The musical numbers are so painfully bland and still, that I, at one point, started counting the threads on my couch as I telepathically implored the characters to stop, so I could stop nervously cringe-laughing at them. Meanwhile, the cast performing them - so amateurish one practically wants to hand out participation medals - over or under-act with the wanton inconsistency of a grade school pantomime. Jason Connery (yes, son of THAT Connery) in particular is so outrageously comatose that he practically sets a new low of what has been recorded constituting a performance - toddlers reading story books out low would demonstrate more inflection.

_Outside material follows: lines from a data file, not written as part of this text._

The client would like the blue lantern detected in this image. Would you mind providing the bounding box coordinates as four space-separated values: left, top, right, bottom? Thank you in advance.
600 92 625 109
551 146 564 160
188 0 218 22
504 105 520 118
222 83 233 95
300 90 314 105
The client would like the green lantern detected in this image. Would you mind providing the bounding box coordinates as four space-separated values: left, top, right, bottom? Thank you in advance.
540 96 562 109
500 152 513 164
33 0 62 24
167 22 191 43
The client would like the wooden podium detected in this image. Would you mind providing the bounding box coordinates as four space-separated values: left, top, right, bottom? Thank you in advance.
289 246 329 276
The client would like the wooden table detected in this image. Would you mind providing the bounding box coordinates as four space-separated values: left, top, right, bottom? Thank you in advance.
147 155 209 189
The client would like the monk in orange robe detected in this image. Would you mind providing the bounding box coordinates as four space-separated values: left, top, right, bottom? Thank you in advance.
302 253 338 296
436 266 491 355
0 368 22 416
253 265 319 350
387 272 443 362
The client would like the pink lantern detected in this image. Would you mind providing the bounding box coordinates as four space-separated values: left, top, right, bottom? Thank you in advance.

So why the three stars? Three guesses (and the first two don't count). Christopher Walken. He's iconic in the industry for his unique ability to be unbelievably good in unbelievably bad work, and he's never put his talents to such use as he does here. His flamboyant, gallant charisma and flawless song and dance skills bring effervescent life to literature's most famous trickster cat, while his uniquely syncopated delivery makes every line he speaks garrulously hilarious (whether it's always intentional is up for discussion). Even his springy, fidgety physicality uncannily embodies feline twitchiness. Cheerily oblivious to the disaster he's surrounded by, he's clearly having such a ball that it's hard not to share in his fun, and it's solely because of him that the film deserves even a whisper of recognition henceforth.

Puss in Boots is inarguably awful, but it's so gosh-darn likable that taking pot shots at it is the guiltiest kind of derision. Walken works his Walken magic like never before, bounding around in a pirate hat and capturing our hearts. His delightful weirdness is what helps transform this cheap mess into the surreal, camp masterpiece it was destined to be. Still, even the youngest, most forgiving of audiences are likely to dismiss Puss in Boots as distressingly boring, weird, hokey trash. Mee-ouch.